2002 Denver Annual Meeting (October 27-30, 2002)

Paper No. 10
Presentation Time: 8:00 AM-12:00 PM


KABAN, Mikhail1, ARTEMIEVA, Irina2, SCHWINTZER, Peter1 and MOONEY, Walter D.3, (1)GeoForschungsZentrum, Potsdam, Germany, (2)EOST, Strasbourg, France, (3)U.S. Geol Survey, 345 Middlefield Rd. MS 977, Menlo Park, CA 94025, kaban@gfz-potsdam.de

We use gravity, thermal and seismic data to determine density of the continental roots and to estimate the effect of temperature and compositional variations in producing upper mantle density anomalies. Our analysis is based on the residual ‘mantle’ gravity and topography obtained by subtracting the effect of the crust from the observed values. We found that in situ lithospheric density differs notably between individual cratons, with the most dense lithosphere beneath Eurasia and the least dense - beneath South Africa.

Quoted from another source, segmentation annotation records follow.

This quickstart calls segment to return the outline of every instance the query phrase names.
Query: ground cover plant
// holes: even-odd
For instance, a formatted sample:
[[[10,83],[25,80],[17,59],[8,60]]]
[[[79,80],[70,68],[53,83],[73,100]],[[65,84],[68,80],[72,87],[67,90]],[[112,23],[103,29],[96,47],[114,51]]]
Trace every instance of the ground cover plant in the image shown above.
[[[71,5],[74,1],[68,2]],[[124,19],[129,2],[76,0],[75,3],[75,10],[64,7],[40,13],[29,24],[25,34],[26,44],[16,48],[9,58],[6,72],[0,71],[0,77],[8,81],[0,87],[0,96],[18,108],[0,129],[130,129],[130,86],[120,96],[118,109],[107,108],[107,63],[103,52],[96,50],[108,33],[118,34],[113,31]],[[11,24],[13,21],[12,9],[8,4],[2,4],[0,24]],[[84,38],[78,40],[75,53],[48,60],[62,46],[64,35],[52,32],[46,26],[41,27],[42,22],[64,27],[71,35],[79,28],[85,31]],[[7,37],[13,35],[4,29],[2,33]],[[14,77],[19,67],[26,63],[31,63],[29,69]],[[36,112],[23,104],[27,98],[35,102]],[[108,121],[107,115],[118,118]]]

We calculate the effect of temperature in producing lithospheric density anomalies under cratons using temperature constrains based on interpretation of the heat flow data. We found that differences in the thermal regime of the lithosphere between the cratons are compensated only for about 40% by compositional differences. This shows that there is not a simple compensation of thermal and compositional effects. One possible explanation of this phenomena may be suggested if we assume different stratification of temperatures and densities with depth: the uppermost part of the lithosphere is less dense due to a domination of the compositional effects and vice versa for the lower part. Finally we determine density variations under cratons that are due to differences in lithospheric composition. On the average the subcrustal density under the cratons found to be 50 kg/m3 (1.3%) less than under the ocean in the same T-P conditions and its variations are small between the cratons, typically within ±10 kg/m3.